Samantha Jones
Former director, new care models programme
NHS England
Following posts as chief executive of both Epsom and St Helier University Hospitals NHS Trust and West Hertfordshire Hospitals NHS Trust, Samantha now works independently with the care sector supporting the delivery of high-quality population healthcare. Samantha was also the director of the new care models programme until 2017, leading on the implementation of the new care models outlined in the Five year forward view.
Having worked nationally, I am now in the privileged position of working with colleagues in different parts of the country.
Over the last few months, people are starting to work out how best to operate together across their systems to identify and address the health and care needs of their population.
For example, Oldham has been doing really interesting work with their local authority leaders, taking responsibility for commissioning, with a strong focus on the wider determinants of health and working closely with a range of local providers including the voluntary sector.
Nottingham’s ICS has strong primary care leadership and the partners in Nottingham have been working together to understand how the variation across the local population can be addressed in practice. As a result, they are giving significant thought to how the health economy can deliver improved care.
Technology, data and variation
I’m slightly frustrated that this work is not moving faster, particularly around integrating technology. I recently visited Israel and they are much further ahead in this regard. They use a model of care with effectively four similar-sized health maintenance organisations, underpinned by strong technology. All Israeli citizens have their health data on their phones and there’s a 'single source of truth' patient record. They use this technology to address care variations.

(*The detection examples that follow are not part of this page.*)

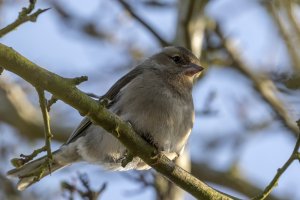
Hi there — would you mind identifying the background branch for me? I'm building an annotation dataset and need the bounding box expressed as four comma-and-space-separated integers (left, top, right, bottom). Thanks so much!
0, 44, 232, 200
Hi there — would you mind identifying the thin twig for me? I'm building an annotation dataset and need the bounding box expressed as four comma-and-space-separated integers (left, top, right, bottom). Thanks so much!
61, 173, 107, 200
0, 0, 50, 38
216, 22, 298, 136
36, 88, 53, 169
47, 95, 58, 112
10, 146, 47, 167
263, 1, 300, 69
119, 0, 170, 46
252, 120, 300, 200
0, 44, 237, 200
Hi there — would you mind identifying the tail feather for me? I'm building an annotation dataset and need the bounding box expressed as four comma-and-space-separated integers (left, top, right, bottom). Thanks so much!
7, 151, 67, 191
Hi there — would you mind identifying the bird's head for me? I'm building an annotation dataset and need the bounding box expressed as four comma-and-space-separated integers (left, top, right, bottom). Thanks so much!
150, 46, 204, 85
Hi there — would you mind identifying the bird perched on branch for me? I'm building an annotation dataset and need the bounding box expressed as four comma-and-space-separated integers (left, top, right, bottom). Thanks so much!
8, 47, 203, 190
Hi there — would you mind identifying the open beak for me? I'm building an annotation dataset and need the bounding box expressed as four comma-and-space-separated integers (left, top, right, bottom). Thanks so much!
185, 63, 204, 76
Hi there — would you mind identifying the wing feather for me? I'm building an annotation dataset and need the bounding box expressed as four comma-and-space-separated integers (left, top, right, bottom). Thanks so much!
66, 67, 143, 144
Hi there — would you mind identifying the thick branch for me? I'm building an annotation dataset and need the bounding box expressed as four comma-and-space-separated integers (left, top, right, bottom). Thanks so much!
0, 44, 231, 200
191, 162, 279, 200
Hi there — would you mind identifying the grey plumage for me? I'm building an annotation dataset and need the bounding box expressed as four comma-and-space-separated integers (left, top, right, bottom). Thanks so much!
8, 47, 203, 190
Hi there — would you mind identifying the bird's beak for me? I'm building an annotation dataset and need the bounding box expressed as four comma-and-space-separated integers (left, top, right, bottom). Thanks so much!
184, 63, 204, 76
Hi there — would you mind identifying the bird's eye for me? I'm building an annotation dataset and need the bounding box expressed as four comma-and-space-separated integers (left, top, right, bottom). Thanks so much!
171, 56, 182, 64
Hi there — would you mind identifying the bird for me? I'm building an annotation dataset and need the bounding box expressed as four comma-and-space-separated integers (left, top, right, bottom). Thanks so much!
7, 46, 204, 191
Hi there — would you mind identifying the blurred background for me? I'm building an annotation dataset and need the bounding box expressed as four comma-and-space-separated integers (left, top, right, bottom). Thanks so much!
0, 0, 300, 200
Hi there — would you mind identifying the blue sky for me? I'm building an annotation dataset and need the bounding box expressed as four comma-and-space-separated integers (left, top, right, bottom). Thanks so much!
0, 0, 300, 199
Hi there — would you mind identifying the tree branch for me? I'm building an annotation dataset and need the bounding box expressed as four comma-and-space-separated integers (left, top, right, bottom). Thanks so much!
216, 25, 298, 137
0, 77, 72, 142
253, 119, 300, 200
0, 44, 236, 200
0, 0, 49, 38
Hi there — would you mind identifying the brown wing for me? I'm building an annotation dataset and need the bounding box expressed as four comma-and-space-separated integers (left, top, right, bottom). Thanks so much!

Over the last few months, people are starting to work out how best to operate together across their systems to identify and address the health and care needs of their population.
In Israel, healthcare is predominantly primary care-driven. Nurses can easily move between organisations depending on their personal circumstances and the environment and systems positively enable that to happen.
My personal learning is to invest in the data. Once you can target this variation, then your work to address it can start.
You need to understand variation at system level, and target resources around it, it can't be done any other way. This work needs leadership, consistency and an understanding that it’s hard and our current system infrastructure and architecture does not support it. Asking supporting staff to do this is a significant leadership challenge.
Collaborative leadership; collective working
Be confident you've got the right partners around the table – not just trusts and clinical commissioning groups but local authorities, carers and the voluntary sector. Don't get caught in arguments about governance, organisational form and templates, but do be clear how decisions will be made. If you’re clear about this, people in your system can have confidence.
You need trust to be fundamental to your system’s relationships, with everyone understanding that all parts of the system have their part to play, and able to articulate what that part is.
What gets partners on board to work as a collective? In my experience, it’s resilience, leadership, focus and having the courage to know that you’re doing the right thing.
As a leader, you need humility to understand you don't have all the answers. You need to be confident enough challenge up the line when what is happening is not consistent with the messages given.
When I was an acute trust chief executive, I didn't know what I didn't know – where was the support to show me with data and shine a light on things? Humility is going out and finding that support, but you have to start with knowing what you don't know.
Conversely, what continues to draw people back into organisational silos tends to be a lack of clarity on the purpose, and having no single source of truth as those with vested interests in a system don't want one.
You need trust to be fundamental to your system’s relationships, with everyone understanding that all parts of the system have their part to play, and able to articulate what that part is.
Getting the incentives and enablers in place
There’s a lot to do to shift the NHS towards a coherent set of incentives for collegiate behaviour but we’re getting there.
A few examples:
- look at where we need to be from a workforce perspective – staff will need to be able to move in and out of NHS and local government/social care organisations seamlessly and without being penalised on pay, terms and pensions
- similarly, primary care needs investment to strengthen it and reduce fragmentation – all parts of the system have to be strong, with the end game in mind of better care.
The future
What will this look like in five years time? I really hope we are not talking about these issues of data and integration in five years. I hope we will be able to show that we’ve made great strides in fundamentally changing the way we work together and improving population health as a result. That is the important thing and I think we’ll get there, whatever the structure and architecture is called. I hope we will be able to show we fundamentally changed the way we deliver and commission care.
Looking across the system, the use of data and technology will be ubiquitous to detect UTIs or predict cancer with artificial intelligence. We have all this ability now. The arc of history means that we need to shift how and where we provide care even further on the basis that technology will fundamentally change the way care is provided.